You don't need two loops, you can do it with one:
my_board_dummy[i++] = c == '#' ? 10 : 11;
But... if your input file has lines, you would be better off doing two things:
1) Store the value of "n" in the file as the first line, and allocate exactly enough space for for the board when you read the size from the file. Make the board a two dimensional array, and you have an x and y coordinate to access each location. That makes the rest of your code a lot easier to work with.
2) Use two nested for loops instead of a while:
2.1) the output loop reads a whole line of text from the file, incrementing y.

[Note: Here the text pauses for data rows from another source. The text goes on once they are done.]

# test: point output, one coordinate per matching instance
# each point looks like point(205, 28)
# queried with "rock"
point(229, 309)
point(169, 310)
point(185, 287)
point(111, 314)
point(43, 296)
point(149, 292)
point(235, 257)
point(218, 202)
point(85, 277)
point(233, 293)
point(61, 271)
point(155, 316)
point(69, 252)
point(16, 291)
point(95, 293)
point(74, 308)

2.2) the inner loop processes each line and converts the characters to board values, incrementing x. For each location you then have an x and y location to fill.
But ... minesweeper games aren't usually file based: you would normally fill a board with "empty" squares, then use a random number generator to select "n" locations that are mines and replace the empty square in each location with a mine value.
I'd also suggest that it's a good idea to make your board 2 squares larger in each direction than it needs to be, and fill that new area with "empty" squares. You then work with X and Y coordinates from 1 to n inclusive (instead of 0 to n - 1) and can access the user coordinate plus and minus one in both directions. That means when you are "looking for empty space" (a middle click in Windows Minesweeper) you don't have to check for edges at all, and that makes your code a lot cleaner.